Деларов, ничего на то не ответив, сказал:

– Заходите.

Замотался. Не хотел говорить и слова лишнего. Рванул дверь. Она подалась с трудом. Деларов глянул: поверху двери шла щель – хотя бы и кулак суй. «Вот так,– подумал,– села. А я о чем? В других избах небось не лучше».

Гремя каблуками, ватажники вошли в избу. Смирный Феодосий, глянув на икону, перекрестился:

– Во имя отца, и сына, и святого духа...

– Аминь,– остановил Деларов и показал на стол.

Кондратий придвинул лавку.

– Вот что, браты,– начал Деларов,– «Меркурий» ушел, и нам след для бережения по караульному оставить на башнях, а других в работу запрячь. О сторожевых,– Деларов кивнул Кондратию,– твоя забота.

Кондратий, по своему обыкновению, промолчал, только головой кивнул согласно.

– А вам,– Евстрат Иванович обратился к Киль– сею с Феодосием,– собрать остатних и избы, лабазы осмотреть. Вон,– ткнул с недовольным лицом пальцем в дверь,– вовсе села. Особо печи в избах проверьте. А я провиантом займусь.– Шлепнул ладонью по столу: – Время не теряйте. Хасхак обещал бурю на завтра.

Мужики молча поднялись. Говорить далее было не о чем.

– Да,– остановил Деларов Кондратия,– тех, что на подмене в карауле будут, сей же миг на берег. Пусть байдары вытянут из воды и принайтовят крепко-накрепко. Сам огляди.

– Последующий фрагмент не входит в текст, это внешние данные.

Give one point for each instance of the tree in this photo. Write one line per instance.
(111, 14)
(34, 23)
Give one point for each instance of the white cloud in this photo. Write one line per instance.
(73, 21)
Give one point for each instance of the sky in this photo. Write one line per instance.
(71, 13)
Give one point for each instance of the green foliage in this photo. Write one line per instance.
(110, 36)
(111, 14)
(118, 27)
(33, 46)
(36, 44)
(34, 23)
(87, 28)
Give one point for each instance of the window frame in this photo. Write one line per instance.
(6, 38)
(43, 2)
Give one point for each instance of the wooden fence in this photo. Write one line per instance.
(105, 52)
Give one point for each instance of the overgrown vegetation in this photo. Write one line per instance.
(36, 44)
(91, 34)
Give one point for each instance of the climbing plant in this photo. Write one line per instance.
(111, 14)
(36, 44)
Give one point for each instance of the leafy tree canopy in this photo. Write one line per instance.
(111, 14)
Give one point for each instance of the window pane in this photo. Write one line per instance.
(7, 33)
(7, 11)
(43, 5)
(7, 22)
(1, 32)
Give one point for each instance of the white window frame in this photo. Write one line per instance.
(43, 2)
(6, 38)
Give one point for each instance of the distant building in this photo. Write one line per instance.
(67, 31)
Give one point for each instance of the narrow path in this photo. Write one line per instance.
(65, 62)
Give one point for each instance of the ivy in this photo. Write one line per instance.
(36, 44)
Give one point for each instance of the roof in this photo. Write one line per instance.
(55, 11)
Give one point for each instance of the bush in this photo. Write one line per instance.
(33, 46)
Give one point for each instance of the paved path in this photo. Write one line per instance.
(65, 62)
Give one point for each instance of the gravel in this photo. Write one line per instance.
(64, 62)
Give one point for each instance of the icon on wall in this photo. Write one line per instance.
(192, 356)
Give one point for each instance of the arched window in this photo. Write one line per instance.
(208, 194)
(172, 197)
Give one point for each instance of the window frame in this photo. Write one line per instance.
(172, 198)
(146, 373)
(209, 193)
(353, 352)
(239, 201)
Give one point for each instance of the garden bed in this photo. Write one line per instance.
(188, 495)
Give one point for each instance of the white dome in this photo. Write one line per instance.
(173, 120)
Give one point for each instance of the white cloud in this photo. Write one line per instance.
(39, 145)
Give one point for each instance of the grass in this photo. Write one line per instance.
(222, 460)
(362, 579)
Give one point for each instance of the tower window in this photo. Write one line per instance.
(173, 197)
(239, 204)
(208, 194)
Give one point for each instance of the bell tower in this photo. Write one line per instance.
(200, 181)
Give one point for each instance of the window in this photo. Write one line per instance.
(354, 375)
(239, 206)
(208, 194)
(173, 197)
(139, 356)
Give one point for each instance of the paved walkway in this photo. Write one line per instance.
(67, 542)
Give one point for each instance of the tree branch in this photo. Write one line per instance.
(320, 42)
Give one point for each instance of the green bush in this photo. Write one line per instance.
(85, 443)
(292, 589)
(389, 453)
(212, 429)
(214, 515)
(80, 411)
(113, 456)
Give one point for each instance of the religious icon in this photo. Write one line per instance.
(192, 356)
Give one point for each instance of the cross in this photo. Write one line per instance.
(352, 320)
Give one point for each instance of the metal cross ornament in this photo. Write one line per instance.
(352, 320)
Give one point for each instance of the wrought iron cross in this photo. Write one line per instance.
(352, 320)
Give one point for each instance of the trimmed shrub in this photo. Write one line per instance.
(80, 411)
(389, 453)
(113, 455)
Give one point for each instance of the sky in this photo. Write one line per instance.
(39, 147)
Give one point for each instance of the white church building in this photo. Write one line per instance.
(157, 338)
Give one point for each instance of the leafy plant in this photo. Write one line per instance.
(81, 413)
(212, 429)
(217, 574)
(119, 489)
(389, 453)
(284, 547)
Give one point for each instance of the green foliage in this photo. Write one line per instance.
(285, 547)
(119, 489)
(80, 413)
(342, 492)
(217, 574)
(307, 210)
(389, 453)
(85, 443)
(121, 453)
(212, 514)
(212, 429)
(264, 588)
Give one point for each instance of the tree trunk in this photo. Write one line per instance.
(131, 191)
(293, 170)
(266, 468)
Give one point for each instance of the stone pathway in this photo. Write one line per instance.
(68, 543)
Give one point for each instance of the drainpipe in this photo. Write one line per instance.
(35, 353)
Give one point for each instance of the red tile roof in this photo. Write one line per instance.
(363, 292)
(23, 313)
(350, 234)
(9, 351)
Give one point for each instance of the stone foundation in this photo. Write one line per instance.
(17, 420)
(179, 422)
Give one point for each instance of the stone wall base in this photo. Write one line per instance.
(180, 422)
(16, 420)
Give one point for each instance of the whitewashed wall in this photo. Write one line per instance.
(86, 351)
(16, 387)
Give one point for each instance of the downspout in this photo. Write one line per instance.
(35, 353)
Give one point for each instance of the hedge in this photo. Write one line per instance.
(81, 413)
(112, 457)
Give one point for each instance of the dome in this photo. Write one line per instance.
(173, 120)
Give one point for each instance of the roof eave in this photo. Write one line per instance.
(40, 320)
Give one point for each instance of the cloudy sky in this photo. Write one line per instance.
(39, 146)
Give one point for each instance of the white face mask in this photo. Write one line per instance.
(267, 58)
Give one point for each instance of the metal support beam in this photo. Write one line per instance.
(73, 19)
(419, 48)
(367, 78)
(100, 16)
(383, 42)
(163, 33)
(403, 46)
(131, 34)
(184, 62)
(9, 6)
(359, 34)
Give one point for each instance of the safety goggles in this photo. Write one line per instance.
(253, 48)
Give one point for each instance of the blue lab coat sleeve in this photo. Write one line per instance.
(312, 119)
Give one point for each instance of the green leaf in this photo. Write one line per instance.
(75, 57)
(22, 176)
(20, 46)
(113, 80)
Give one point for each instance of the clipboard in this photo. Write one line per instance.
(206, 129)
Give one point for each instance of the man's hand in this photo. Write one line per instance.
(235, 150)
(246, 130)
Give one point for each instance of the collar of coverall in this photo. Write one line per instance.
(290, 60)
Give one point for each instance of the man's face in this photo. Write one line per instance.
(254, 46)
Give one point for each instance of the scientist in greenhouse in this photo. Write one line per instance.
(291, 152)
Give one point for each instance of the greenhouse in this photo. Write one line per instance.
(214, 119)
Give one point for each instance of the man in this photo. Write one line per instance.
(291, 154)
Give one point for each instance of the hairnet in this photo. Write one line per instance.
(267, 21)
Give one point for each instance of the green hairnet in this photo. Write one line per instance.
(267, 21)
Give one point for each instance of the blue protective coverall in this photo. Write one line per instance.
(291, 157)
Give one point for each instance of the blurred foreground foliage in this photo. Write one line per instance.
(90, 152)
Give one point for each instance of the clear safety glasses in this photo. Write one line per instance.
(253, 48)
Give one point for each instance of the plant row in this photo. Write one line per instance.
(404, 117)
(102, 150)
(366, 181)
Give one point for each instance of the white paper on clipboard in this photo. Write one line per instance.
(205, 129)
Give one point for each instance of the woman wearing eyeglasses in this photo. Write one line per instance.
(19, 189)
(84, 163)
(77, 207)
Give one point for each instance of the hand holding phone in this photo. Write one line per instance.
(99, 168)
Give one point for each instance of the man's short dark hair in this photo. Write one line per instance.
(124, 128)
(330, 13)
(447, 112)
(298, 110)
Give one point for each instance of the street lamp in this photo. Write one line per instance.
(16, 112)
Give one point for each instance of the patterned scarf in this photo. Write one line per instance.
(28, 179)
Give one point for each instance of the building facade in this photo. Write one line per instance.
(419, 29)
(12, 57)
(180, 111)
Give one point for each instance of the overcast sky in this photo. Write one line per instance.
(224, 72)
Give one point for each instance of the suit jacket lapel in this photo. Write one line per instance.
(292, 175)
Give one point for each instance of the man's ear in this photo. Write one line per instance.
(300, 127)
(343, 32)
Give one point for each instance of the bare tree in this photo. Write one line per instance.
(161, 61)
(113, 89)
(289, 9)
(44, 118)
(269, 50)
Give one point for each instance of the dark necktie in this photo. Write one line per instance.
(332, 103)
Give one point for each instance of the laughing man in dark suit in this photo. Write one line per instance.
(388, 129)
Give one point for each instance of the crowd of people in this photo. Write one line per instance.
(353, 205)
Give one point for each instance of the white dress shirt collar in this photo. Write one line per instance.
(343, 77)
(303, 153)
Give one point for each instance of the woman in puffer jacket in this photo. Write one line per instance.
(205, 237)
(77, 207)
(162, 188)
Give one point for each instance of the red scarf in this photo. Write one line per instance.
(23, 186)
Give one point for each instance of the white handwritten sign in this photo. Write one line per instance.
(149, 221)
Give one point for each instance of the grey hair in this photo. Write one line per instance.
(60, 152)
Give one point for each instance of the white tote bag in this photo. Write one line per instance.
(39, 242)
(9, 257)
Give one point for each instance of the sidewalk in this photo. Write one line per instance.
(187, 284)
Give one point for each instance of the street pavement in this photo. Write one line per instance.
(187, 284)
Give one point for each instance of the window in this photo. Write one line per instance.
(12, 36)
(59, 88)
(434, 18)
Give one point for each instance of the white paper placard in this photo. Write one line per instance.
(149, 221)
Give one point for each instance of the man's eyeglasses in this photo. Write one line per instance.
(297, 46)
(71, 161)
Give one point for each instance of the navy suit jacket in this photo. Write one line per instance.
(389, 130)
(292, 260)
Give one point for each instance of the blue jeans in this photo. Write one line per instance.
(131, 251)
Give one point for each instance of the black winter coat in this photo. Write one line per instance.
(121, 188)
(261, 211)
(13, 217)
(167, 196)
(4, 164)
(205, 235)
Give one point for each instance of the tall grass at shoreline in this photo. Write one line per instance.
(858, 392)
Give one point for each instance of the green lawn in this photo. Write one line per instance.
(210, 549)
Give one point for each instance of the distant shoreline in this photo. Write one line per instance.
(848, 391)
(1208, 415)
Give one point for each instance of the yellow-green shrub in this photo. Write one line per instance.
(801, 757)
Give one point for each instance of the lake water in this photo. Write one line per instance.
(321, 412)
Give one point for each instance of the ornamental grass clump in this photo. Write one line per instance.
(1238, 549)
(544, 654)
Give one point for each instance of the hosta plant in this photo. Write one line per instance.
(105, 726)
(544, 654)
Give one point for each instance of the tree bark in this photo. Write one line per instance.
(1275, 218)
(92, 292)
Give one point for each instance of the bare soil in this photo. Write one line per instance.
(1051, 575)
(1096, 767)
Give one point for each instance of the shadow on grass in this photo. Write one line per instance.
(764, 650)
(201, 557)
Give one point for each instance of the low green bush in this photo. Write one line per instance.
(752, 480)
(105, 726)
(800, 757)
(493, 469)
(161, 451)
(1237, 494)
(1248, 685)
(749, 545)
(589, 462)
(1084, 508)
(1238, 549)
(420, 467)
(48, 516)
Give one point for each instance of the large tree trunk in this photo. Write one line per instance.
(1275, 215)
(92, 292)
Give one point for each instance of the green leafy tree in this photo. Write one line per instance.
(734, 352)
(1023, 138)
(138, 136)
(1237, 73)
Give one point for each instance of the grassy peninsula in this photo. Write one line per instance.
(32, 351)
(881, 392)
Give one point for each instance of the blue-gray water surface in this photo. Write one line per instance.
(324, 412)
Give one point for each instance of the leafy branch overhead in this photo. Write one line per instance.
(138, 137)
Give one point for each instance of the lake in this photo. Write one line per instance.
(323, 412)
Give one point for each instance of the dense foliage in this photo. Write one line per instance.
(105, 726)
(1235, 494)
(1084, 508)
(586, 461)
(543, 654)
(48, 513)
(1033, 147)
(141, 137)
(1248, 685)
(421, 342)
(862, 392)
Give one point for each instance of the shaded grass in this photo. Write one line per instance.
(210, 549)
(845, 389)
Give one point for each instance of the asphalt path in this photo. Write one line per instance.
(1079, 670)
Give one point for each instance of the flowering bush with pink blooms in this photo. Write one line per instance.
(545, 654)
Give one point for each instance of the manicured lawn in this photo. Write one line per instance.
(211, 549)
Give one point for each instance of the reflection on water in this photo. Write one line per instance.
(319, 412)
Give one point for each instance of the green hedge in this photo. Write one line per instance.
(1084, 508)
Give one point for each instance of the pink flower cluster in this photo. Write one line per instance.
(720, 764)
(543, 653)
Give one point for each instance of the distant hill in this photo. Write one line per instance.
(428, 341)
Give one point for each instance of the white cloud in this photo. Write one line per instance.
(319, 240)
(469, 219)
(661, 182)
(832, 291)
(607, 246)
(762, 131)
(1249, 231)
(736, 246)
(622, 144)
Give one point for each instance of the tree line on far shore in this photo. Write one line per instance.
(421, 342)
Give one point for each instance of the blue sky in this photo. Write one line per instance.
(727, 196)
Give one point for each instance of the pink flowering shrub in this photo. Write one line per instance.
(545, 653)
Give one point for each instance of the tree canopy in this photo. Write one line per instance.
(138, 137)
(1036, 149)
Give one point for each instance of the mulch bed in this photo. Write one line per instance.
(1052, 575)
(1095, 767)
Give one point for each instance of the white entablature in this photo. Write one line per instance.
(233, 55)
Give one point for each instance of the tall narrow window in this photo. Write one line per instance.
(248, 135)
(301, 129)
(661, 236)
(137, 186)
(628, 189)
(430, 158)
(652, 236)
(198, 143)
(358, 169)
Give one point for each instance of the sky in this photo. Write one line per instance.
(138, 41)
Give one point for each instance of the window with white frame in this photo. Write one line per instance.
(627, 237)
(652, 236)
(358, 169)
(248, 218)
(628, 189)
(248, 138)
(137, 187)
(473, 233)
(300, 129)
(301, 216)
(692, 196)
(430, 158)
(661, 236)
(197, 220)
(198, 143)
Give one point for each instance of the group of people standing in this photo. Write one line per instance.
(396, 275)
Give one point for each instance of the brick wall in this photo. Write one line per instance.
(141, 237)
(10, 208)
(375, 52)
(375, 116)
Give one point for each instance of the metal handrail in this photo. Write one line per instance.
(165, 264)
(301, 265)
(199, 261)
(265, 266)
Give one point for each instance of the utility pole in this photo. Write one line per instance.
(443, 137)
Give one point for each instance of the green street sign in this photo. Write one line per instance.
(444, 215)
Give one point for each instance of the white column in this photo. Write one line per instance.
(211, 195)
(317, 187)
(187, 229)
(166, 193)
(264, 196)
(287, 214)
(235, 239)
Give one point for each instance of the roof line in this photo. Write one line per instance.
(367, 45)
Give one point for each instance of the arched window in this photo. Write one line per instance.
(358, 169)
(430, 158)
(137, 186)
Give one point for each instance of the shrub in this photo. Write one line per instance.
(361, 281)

Ватажники, поспешая, вышли. Евстрат Иванович промедления не терпел. Сказал – значит, делай.

Деларов, стоя у стола, подумал: «Ну, вроде все оговорили. И то, и это... Вот еще бы...» И забыл, о чем подумал. Опустился на лавку. Вот ведь как бывает: ждал пирата Кокса и в кулаке себя держал. То, что и не мог, а делал. Сейчас же, узнав, что опасность миновала, разом весь груз, что нес так долго, плечами ощутил и понял: надсадился. Почувствовал такую усталость, что показалось ему – век сиди и не отдохнешь. В голове неожиданно родилось:

«Синицу бы услышать. А? Как она тренькает. Маленькая, хлопочет на ветке и как гвоздиком по стеклу: скрип, скрип».

Евстрат Иванович был московским купцом. Имел дом собственный в Замоскворечье. Во дворе – рябины, березы, два клена. По осени неслышно летела золотая паутина и синицы – пропасть была синиц на Москве – по осени – звенели в опадавшей листве. Деларов будто услышал это: скрип, скрип, скрип.

Много человеку нужно, ох много! Вон куда пришел он, за океан,– купец московский Деларов Евстрат Иванович,– но вот наступил и для него час, когда все готов был отдать за синицу, что жаловалась, молила, радовалась над головой у родного дома. Синицу!

Евстрат Иванович с шумом, как уставшая лошадь, вздохнул и поднялся.

В провиантском амбаре хозяйничал Тимофей Портянка. Тот самый, что в Кенайской крепостце сидел, когда немирные индейцы убили Устина и с ним еще восемь ватажников. Выказал он себя в Кенаях расторопным, рачительным мужиком. Покойный Устин говорил о нем: «Тимофей – смел, боец, но глаз за ним нужен». Ныне Деларов к складу его приставил. Решил: «Приглядывать сам буду». Но, за делом, редко в склад наведывался. Сейчас, подходя к складу, подумал: «Все просмотрю, чтобы душа не тревожилась».

В складе стояла полутьма, пахло рыбой, солониной, лежалой мукой. Евстрат Иванович сильно потянул носом, и ему помнилось, что уловил он в спертом складском воздухе какую-то едучую струю. «Хмельное вроде? – подумал, принюхиваясь.– Да откуда? Два анкерка-то и было. Сам запечатал». И в другой раз потянул носом. Острый запах дал знать себя явственней.

– Тимофей,– позвал Деларов.– Тимофей!

Никто не откликнулся. Евстрат Иванович в полутьме, щурясь со света, увидел лежащего поперек прохода человека. Окликнул:

– Эй, кто тут?

Лежащий замычал неразборчиво. Евстрат Иванович наклонился, и в лицо ударил запах сивушного перегара. Деларов ухватил лежащего за армяк, тряхнул, вытащил из-за бочек и кулей. На него глянули невидящие глаза пьяного Тимофея. От ярости у Евстрата Ивановича дыхание перехватило.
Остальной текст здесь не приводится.